One treatment method frequently used to help dampen the pain, which is somewhat pronounced during the early phase of therapy, is the use of Transcutaneous Electrical Nerve Simulation (TENS). Conventional TENS settings are generally used with the electrode placements along peripheral nerve distributions.
Manual desensitization is another means of quieting the pain and superficial skin hypersensitivity. This technique includes the use of various textures of cloth and contact media (e.g. lentil beans, rice, sand) which are rubbed along the entire extremity intermittently throughout the day. The patient progresses to more coarse textures and contact media as they can tolerate. This treatment method allows a bombardment of stimuli to the hypersensitive nerve endings of the skin, which are somewhat tactilely defensive to any type of stimuli.

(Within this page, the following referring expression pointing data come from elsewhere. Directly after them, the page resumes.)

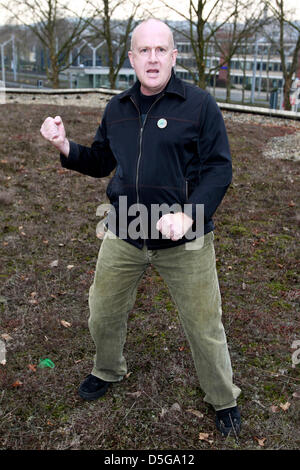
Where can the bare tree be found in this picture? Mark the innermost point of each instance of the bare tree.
(285, 37)
(48, 21)
(246, 20)
(115, 32)
(204, 18)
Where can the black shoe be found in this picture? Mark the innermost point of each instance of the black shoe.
(228, 421)
(93, 387)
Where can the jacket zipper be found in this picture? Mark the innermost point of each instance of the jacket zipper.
(140, 146)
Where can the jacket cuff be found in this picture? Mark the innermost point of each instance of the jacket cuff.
(73, 155)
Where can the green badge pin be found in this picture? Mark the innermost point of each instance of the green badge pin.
(162, 123)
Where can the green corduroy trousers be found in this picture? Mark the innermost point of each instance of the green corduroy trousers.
(189, 270)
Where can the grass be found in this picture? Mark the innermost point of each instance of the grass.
(49, 214)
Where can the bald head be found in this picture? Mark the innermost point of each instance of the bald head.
(151, 26)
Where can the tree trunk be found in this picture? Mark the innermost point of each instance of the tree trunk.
(286, 93)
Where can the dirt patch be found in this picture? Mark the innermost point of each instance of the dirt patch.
(48, 254)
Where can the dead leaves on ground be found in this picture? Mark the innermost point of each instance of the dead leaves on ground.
(261, 441)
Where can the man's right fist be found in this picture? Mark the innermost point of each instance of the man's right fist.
(53, 130)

Modalities which we have found to be of value with frostbite patients include Functional Electrical Stimulation (FES), Fluidotherapy and Continuous Passive Motion (CPM) devices. FES is particularly valuable in enhancing tendon excursion. This also has some benefit in overriding joint contractures. Fluidtherapy is a dry heat modality which has minute, solid particles which swirl about the hand when the unit is turned on. Both the warmth (105°F) and the sensory bombardment to the hand are soothing and assist with decreasing hand sensitivity. As for CPM devices, they are a valuable treatment modality for increasing and/or maintaining passive motion to the digits.
Proper immobilization of the hand in early care of frostbite is vital. The ideal position of immobilization is that of the “safe position.” The wrist is placed in 25° of dorsiflexion, the metacarpophalangeal joints in 75° of flexion, the interphalangeal joints are at neutral and the thumb is midway between radial and palmar abduction. This position maintains the joint collateral ligaments on maximum stretch, thus avoiding the likelihood of joint contractures developing. This is particularly true with the development of MP joint extension contractures, PIP joint flexion contractures, or that of a first web space contracture. This type of splinting should be worn between exercise sessions in the acute phase of therapy and then continued at night until scar maturation has occurred. This is generally between 4-6 months. Additional dynamic and/or static splinting may be necessary if there are specific joints slow to regain full range of motion.
As soon as the initial pain and edema from the frostbite has begun to lesson, it is imperative to begin active and passive range of motion exercises to the entire upper extremity. Generally, exercise sessions 10-15 minutes each hour should be sufficient. To over exercise (i.e. over 15 minutes each hour) is contraindicated, for this will aggravate the hand edema.
Management of frostbite can be simple to relatively complex. The extent of the injury and the systemic response to cold are major influencing factors. The best approach is that of a team approach, with a close communication between the surgeon and the therapist regarding the patient’s course of hand management.